祖父の代から営んでいる八百屋は、郊外に出来た大型スーパーの影響で増々
経営は厳しい状態だった。 家族4人、なんとかギリギリのところで生活
出来ているのだ。
医大に通うのにどれだけのお金が掛かるのかすら知らなかったが、今の状態では
無理だという事だけはお気楽なショウタにも分かっていた。
『バイトっきゃないな・・・。

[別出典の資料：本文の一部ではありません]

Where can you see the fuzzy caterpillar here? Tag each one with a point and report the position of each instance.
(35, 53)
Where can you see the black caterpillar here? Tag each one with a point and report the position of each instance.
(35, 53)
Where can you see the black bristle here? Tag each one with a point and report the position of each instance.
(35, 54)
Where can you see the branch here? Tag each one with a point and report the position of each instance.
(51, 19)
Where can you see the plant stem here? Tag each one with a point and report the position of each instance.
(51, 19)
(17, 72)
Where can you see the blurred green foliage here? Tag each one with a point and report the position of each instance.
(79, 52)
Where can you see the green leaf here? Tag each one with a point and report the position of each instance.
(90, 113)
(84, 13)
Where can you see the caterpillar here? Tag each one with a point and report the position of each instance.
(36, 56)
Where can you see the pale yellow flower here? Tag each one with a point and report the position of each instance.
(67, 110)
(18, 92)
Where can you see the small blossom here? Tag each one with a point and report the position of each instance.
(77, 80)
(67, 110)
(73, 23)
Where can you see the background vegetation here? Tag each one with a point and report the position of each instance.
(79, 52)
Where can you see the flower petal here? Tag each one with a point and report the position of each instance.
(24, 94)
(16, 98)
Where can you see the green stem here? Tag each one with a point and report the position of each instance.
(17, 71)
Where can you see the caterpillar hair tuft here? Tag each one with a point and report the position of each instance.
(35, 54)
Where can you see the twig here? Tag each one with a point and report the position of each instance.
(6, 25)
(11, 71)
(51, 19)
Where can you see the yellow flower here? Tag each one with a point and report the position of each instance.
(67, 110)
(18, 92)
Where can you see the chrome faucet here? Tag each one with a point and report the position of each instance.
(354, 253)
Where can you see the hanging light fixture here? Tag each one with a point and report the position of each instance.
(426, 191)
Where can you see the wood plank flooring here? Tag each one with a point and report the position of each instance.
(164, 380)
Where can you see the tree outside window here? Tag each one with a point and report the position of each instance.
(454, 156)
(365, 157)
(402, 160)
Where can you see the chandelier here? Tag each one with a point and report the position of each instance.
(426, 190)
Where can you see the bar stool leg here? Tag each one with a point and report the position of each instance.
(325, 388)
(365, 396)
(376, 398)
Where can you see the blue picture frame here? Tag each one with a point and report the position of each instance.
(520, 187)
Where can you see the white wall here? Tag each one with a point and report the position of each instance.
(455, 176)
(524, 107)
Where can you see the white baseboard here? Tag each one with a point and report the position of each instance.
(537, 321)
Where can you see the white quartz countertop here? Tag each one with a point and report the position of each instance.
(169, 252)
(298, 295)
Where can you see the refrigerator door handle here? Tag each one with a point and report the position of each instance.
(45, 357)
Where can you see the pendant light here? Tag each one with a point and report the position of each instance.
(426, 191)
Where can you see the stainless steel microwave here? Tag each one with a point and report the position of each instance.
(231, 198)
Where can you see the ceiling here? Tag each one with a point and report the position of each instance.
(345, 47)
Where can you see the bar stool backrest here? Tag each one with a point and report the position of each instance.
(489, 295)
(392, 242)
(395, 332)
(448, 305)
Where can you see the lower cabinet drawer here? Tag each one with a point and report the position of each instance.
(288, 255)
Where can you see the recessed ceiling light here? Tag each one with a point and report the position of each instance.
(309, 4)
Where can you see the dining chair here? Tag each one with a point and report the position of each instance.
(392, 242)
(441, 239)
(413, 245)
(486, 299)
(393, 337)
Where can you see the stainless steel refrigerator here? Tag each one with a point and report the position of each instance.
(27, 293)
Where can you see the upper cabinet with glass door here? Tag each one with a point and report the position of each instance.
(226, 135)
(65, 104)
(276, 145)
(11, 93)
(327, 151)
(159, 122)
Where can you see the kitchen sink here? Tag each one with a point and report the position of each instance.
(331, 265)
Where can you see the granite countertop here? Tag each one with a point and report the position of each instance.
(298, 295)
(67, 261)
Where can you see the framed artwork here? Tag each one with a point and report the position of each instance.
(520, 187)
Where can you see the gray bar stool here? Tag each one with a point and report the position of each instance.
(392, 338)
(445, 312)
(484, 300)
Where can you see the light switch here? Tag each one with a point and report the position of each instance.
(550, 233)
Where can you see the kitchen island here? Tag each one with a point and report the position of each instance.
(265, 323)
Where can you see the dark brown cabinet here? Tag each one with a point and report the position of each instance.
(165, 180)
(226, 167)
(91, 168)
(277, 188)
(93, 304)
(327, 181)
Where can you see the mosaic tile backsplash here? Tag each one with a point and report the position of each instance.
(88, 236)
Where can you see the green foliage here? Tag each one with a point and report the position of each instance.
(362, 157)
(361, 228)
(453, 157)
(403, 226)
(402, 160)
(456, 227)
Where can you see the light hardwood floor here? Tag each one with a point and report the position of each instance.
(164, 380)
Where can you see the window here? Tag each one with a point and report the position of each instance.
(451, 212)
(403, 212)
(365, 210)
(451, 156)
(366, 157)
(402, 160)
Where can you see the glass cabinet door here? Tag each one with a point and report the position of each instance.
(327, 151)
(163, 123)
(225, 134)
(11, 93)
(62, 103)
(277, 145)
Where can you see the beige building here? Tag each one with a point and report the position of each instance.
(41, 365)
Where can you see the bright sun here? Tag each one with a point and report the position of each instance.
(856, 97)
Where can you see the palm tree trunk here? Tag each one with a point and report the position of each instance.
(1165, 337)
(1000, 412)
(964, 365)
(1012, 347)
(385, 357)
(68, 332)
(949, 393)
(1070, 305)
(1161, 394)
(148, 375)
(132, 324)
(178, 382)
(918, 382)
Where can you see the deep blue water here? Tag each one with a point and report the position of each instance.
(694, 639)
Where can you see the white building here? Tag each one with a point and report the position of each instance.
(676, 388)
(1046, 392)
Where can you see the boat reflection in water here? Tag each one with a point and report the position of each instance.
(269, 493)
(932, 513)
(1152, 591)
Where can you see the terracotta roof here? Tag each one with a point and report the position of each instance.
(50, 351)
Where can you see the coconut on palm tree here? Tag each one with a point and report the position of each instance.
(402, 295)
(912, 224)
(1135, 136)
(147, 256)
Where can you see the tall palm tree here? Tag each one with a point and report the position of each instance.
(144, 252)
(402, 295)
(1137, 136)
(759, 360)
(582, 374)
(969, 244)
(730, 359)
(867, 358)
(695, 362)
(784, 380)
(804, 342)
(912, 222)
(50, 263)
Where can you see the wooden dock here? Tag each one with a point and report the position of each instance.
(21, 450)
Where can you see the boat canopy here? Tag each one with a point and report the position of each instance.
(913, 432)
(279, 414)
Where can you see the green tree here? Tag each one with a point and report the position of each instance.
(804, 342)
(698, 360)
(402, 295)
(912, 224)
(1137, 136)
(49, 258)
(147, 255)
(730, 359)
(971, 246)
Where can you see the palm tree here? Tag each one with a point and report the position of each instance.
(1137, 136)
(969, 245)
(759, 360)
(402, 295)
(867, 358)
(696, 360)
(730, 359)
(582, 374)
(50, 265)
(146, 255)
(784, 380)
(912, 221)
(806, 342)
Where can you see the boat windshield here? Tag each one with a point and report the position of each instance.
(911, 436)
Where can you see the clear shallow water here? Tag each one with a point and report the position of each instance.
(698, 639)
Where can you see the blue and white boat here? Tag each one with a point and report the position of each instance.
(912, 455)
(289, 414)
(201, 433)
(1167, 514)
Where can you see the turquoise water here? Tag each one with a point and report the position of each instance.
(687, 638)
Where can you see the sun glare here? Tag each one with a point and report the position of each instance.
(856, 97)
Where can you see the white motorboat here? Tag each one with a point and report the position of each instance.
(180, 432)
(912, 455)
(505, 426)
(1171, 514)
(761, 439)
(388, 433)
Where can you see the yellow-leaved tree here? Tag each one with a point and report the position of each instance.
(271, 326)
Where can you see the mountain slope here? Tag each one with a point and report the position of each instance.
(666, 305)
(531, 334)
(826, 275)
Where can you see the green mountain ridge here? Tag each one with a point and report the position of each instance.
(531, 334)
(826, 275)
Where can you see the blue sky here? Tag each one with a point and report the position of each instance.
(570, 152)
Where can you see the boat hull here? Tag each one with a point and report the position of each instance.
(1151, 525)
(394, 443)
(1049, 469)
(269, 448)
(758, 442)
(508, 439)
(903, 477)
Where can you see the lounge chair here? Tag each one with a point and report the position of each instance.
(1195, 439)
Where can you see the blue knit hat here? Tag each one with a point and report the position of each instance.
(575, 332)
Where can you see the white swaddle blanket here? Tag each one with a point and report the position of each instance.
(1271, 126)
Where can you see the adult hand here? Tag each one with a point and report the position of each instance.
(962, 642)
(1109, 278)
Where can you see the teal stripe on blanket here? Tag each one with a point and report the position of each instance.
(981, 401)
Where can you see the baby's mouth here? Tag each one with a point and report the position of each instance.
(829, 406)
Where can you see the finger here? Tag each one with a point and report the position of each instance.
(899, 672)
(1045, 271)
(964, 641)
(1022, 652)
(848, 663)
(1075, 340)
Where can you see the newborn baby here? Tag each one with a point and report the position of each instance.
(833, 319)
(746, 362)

』 そう小さく呟くと、目の前に広げた板書を
書き写す事もしない真っ新なノートに ”バイト ”と汚い字で3文字書き、
丸で囲った。
ショウタは背中を丸めて覆いかぶさるようにノートに顔を近付けると、
そのページにタイムテーブルの升目を書き、学校にいる時間とシオリを送迎する
時間帯をシャープペンシルで雑に黒く塗りつぶす。
すると白く残った時間帯は、朝の8時以前と、シオリを塾に迎えに行くまでの
夕方の数時間。
そして、シオリを自宅まで送り届けた後の夜9時以降が浮かび上がる。
『早朝に新聞配達して、夜に勉強したら、イケんじゃね・・・??』
馬鹿が付くほど短絡的なその頭は睡眠時間のことなどスッカリ忘れそれが
どれだけ無謀な計画かも気付かずにひとり納得してニヤニヤと顔を綻ばせる。
今すぐにでも実行に移したいせっかちな脚が、狭い机の下のスペースでカタカタ
と貧乏揺すりを繰り返していた。
その頃シオリは2-Cの教室で、イライラする気持ちを抑え切れずに午後の
授業を受けていた。
全く集中など出来ないその授業。 黒板から目を逸らし机に片肘を付いて
落ち着きなくかぶりを振ったり、ぐったりうな垂れたりを繰り返し溜息ばかりが
零れる。
シオリもまたノートに板書を写す事もせず、シャープペンシルを握るイラつく
右手はコツコツと無数の黒点を白ページに付けていた。
ショウタの性格は、去年の春先の ”突拍子もない告白 ”で嫌というほど経験
済みなシオリ。 言い出したら絶対にやめない事は分かっていた。
誰になにを言われようが、自分が信じた道をただひたすらに突っ走る猪突猛進を
絵に描いたような人間だという事を。
ただただ、不安しかなかった。 怖くて仕方がなかった。
きっとショウタのことだから限界など全く考えず、遮二無二ばく進するはずだ。
それが誰でもないシオリが関わっているとなれば尚更、その熱意も使命感も
天井なしに急上昇してゆくのは目に見えている。
自分のせいでショウタに無理をさせてしまう。
ショウタの両親にまで負担をかけてしまう。
(どうしよう・・・。)
イライラが憂鬱に変わる頃、終業を報せるチャイムが鳴り響き、シオリの胸に
新たな杞憂がひとつ生まれ心をざわつかせていた。